En comparaison, d’autres activités ont un impact quotidien potentiellement très grave et dont les conséquences sont parfaitement similaires à celles des radiations : ondes électromagnétiques, particules d’hydrocarbures pour ne citer qu’eux. Tournons donc notre regard vers les réels dangers modernes plutôt que de garder nos vieux croquemitaines.

Je l’accorde, il reste le problème des déchets. Mais est-ce vraiment un problème ? On ne peut pas dire que "ça pollue", la radioactivité étant à la base naturelle et inhérente à toute matière... La radioactivité est dangereuse pour l’homme, pas pour la nature ; pour nous protéger, il suffit d’isoler les déchets dans un coin, sachant qu’en plus ça ne représente pas des quantités gigantesques…

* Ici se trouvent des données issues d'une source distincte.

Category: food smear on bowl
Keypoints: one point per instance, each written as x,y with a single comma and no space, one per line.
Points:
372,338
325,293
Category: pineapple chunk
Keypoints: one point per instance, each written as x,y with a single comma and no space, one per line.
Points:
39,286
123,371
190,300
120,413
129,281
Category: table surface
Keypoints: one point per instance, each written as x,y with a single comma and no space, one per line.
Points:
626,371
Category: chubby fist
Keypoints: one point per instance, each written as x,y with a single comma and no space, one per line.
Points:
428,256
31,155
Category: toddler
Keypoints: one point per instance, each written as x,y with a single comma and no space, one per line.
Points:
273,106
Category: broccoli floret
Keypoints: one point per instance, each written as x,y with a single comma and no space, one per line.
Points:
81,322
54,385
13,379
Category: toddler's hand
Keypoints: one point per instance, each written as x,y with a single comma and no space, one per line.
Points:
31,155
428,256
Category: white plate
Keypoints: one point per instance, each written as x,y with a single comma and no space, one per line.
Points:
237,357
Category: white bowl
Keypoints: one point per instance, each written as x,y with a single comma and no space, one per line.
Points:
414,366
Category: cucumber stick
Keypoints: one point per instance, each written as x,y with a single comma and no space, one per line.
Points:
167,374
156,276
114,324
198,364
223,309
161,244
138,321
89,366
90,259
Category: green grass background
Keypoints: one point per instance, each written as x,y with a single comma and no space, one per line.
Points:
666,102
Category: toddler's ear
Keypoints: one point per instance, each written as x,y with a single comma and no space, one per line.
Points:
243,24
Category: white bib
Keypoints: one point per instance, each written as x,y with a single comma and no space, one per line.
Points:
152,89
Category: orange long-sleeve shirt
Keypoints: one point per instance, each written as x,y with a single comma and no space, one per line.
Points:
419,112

De plus, il va sans dire que le nucléaire est actuellement la seule solution concrète permettant de lutter contre le réchauffement climatique. Il ne sera jamais possible de produire autant d’électricité avec l’éolien ; l’hydroélectrique est déjà exploité au maximum ; le solaire n’est pas encore au point en terme de coûts/rendement et surtout n’est pas encore capable de produire en masse. Etre écologistes anti-nucléaire me semble un non-sens. La seule alternative viable existe du côté de la fusion, mais ce ne sera pas avant 50 ans au moins, et de plus, cette technologie a déjà ses détracteurs !

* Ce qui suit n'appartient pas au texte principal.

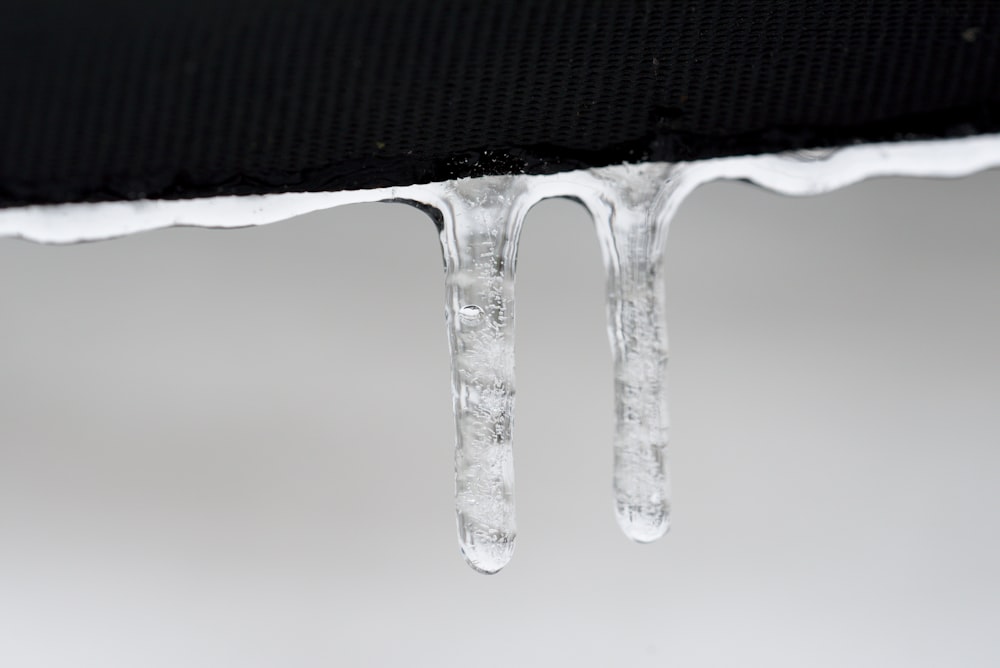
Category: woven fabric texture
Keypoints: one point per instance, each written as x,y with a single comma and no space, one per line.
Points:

Donc la fin du nucléaire n’est pas pour bientôt : près de 300 projets de constructions de nouvelles centrales sont actuellement à l’étude. Il y a des arguments pour ; il y a des arguments contre aussi, je ne le nie pas. Mais la seule chose qui m’insupporte, ce sont toutes ces contre-vérités permanentes assénées par les médias et répétées par beaucoup.